Open ljudevitluka opened 1 year ago
Hi @ljudevitluka,
Thanks for the question! What is your intended workflow? I think there may be a slight disconnect between the intended usage of expect-cells
and your understanding.
In general there are several ways to generate a permit list with alevin-fry:
As you suggest, force cells forces a specific number of cells to be quantified (the top N if you pass the argument N, as long as there are at least N distinct barcodes in the input).
The purpose of expect cells is to provide a liberal quantification for a number of cells around the number you specify. The way it actually achieves this is motivated by what Cell Ranger does β taking the frequency distribution up to the number you specify, looking at the 99th percentile, and then including anything that has up to 1/10th that number of barcodes. As you suggest, the idea here is that it is better to quantify more cells, under the assumption that they can later be filtered out if they are of low or dubious quality once you are doing your analysis.
Now, I'd expected the knee method to be most inline with what you seem to suggest from the plot. The purpose of the knee method is to find the cutoff at the knee of the rank plot. This method doesn't take an argument, and build the plot and attempts to find the knee itself. This method usually works well, however it tends to be quite conservative in the number of cells it calls β i.e. it errs on the side of excluding cells from quantification rather than including them.
However, since you are using 10x Chromium technology, what I'd actually recommend as a default pipeline is to use --unfiltered-pl
. This allows you to pass in the unfiltered permit list (e.g. the 10x v2 or 10x v3 "whitelist") to alevin-fry
. It will then quantify all cells above a nominal count threshold (default 10 reads). This will result in a count matrix with many cells, but it can then be intelligently filtered in downstream analysis using an intelligent algorithm such as DropletUtils::emptyDrops
. In addition to filtering by e.g. mitochondrial gene content, this will give your downstream analysis pipeline the most information to distinguish between "high-quality" and "low-quality" cells. That label is highly correlated with read/UMI count, but it's not one-to-one.
Let me know if the above makes sense, or if you have any other questions. Also, looping in @DongzeHE as he may have thoughts as well.
Best, Rob
Hi all,
I totally agree with what @rob-p said. One thing to add: If you have an expected number of cells in your mind, you can also try to run the DropletUtils::emptyDropsCellRanger
by setting n.expected.cells = 10000
. This function mimics the behavior of CellRanger's cell-calling strategy. Usually, this function will return more cells than DropletUtils::emptyDrops
.
Best, Dongze
Dear @rob-p @DongzeHE,
thank you very much for your help and explanations!
At first, I actually tested all methods 1-4, to find the "best" way to get a list of valid cells out of my data. In the end, choosing --force-cells with setting <20 000> seemed reasonable, as it is more than what we placed in the library prep and less than what both --expect-cells and --knee-distance gave ~70000 calls.
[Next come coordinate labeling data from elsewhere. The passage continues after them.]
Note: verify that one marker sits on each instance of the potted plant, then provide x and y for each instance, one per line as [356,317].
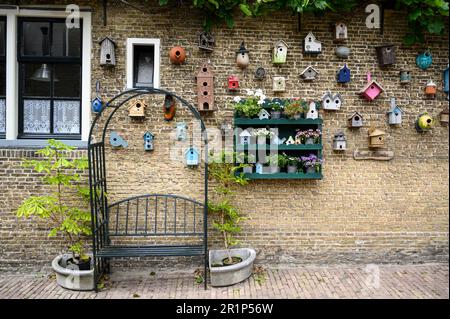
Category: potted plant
[74,269]
[229,265]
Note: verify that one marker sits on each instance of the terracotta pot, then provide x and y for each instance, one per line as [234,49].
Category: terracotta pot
[177,55]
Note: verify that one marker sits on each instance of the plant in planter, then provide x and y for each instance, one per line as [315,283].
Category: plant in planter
[72,222]
[227,266]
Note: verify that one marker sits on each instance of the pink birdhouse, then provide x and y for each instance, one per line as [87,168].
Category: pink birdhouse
[372,89]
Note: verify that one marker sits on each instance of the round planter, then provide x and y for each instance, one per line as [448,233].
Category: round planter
[73,279]
[229,275]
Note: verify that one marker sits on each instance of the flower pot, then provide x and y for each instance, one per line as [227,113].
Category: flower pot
[229,275]
[70,277]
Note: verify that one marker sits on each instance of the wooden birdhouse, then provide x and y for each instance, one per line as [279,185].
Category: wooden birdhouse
[385,54]
[205,88]
[339,142]
[192,157]
[376,138]
[279,84]
[355,120]
[206,41]
[312,45]
[279,52]
[372,89]
[312,111]
[309,74]
[343,76]
[331,102]
[395,113]
[137,109]
[233,82]
[340,31]
[107,52]
[148,141]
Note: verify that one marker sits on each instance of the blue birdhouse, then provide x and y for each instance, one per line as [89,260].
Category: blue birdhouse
[97,105]
[192,157]
[343,76]
[148,141]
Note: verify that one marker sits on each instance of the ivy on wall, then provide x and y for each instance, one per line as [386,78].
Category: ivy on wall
[424,16]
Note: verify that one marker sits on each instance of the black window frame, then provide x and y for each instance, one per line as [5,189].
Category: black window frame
[51,61]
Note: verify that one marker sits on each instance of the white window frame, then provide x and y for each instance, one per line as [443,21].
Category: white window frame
[131,43]
[12,70]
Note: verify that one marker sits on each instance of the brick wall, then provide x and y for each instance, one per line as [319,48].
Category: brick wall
[362,211]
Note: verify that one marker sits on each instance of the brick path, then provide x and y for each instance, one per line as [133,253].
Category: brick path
[344,281]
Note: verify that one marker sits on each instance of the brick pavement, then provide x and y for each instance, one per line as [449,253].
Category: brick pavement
[331,281]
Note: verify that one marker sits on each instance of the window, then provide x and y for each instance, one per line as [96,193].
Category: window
[49,56]
[143,63]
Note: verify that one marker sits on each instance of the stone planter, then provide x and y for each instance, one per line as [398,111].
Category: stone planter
[73,279]
[230,275]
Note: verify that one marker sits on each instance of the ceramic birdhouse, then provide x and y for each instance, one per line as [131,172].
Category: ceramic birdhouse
[395,113]
[376,138]
[205,88]
[312,111]
[309,74]
[339,142]
[233,82]
[148,141]
[206,41]
[192,157]
[331,102]
[355,120]
[385,54]
[279,84]
[137,109]
[242,58]
[107,52]
[279,52]
[181,131]
[372,89]
[343,75]
[340,31]
[424,60]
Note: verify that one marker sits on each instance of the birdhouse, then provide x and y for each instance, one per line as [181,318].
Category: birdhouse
[177,55]
[339,142]
[355,120]
[181,131]
[117,141]
[430,89]
[279,52]
[192,157]
[385,54]
[148,141]
[312,111]
[309,73]
[444,116]
[405,76]
[245,137]
[242,58]
[372,89]
[205,88]
[312,45]
[340,31]
[263,115]
[137,109]
[376,138]
[343,76]
[279,84]
[206,41]
[424,60]
[233,82]
[331,102]
[107,52]
[395,113]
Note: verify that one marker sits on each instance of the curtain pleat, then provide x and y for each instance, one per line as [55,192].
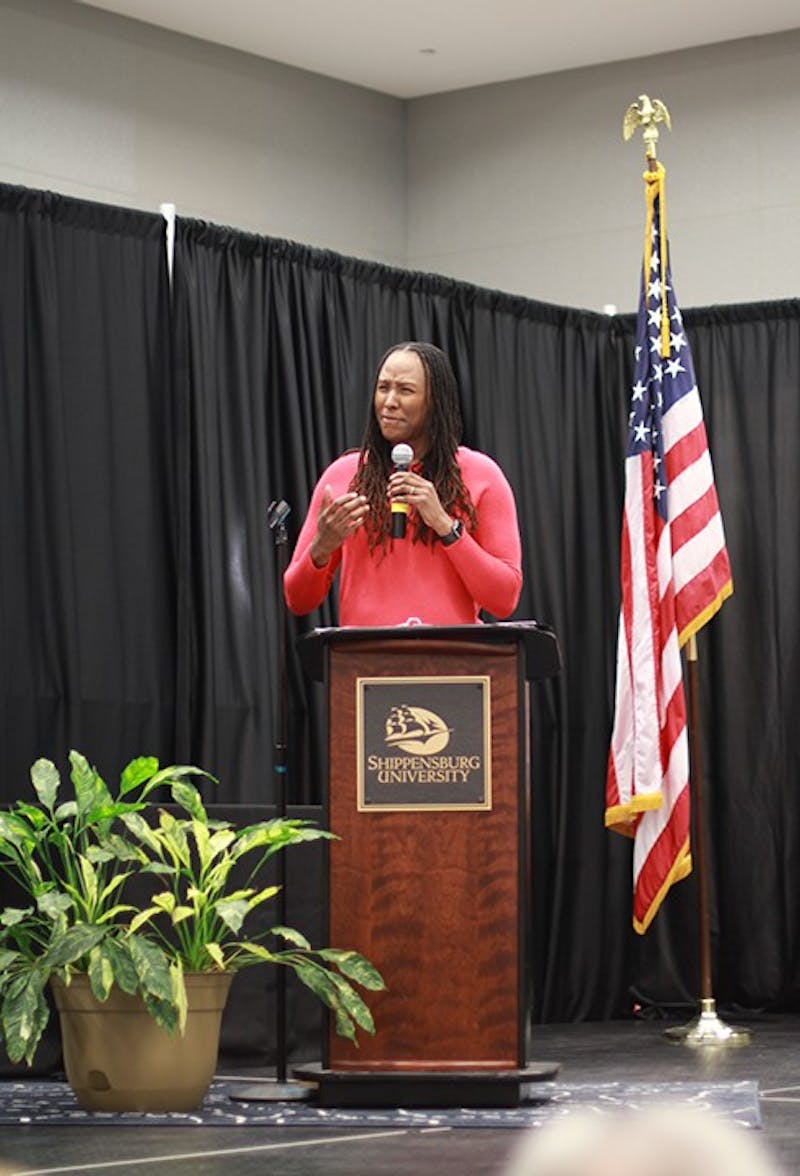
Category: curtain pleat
[86,494]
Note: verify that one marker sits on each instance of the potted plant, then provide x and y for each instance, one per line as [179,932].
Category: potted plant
[166,959]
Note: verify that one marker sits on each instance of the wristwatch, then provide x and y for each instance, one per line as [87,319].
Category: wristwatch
[454,534]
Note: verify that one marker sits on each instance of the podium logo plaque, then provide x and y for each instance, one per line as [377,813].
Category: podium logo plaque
[424,743]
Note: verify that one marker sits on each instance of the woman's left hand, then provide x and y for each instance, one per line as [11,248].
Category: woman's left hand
[406,486]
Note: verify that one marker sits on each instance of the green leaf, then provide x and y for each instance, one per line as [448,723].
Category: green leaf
[125,974]
[121,849]
[215,953]
[137,824]
[17,833]
[25,1015]
[319,981]
[355,967]
[152,967]
[73,944]
[13,915]
[90,788]
[232,913]
[45,779]
[291,936]
[185,794]
[88,879]
[53,903]
[101,973]
[353,1003]
[179,997]
[142,917]
[137,773]
[33,815]
[164,1011]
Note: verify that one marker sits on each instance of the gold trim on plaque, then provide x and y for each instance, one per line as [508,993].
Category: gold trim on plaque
[432,733]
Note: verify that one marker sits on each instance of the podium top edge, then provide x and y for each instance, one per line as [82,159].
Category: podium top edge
[540,646]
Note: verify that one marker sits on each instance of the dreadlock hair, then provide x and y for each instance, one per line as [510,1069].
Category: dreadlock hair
[439,465]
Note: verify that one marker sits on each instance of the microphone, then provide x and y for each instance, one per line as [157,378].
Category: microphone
[401,459]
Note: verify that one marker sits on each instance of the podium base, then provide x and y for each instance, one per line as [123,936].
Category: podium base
[425,1088]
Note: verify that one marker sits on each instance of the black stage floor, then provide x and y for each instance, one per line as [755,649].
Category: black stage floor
[618,1051]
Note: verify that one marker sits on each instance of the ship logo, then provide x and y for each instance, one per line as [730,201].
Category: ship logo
[417,730]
Based on your reply, a good approach would be to use --unfiltered-pl with the 10x v3 "whitelist" settings and proceed with DropletUtils to generate a list of high-quality cells.
We are comparing 4 states: healthy (control) vs. infected vs. vaccinated+infected vs. "placebo"-vaccinated+infected; all conditions in duplicates. My intended workflow is to Quality filtering per sample > Generate a high-quality cell list per sample> Merge high-quality cells from all samples together > Normalise > Cluster > Identify specific/enriched cell types and if possible do differential expression analysis. Hopefully, this makes sense.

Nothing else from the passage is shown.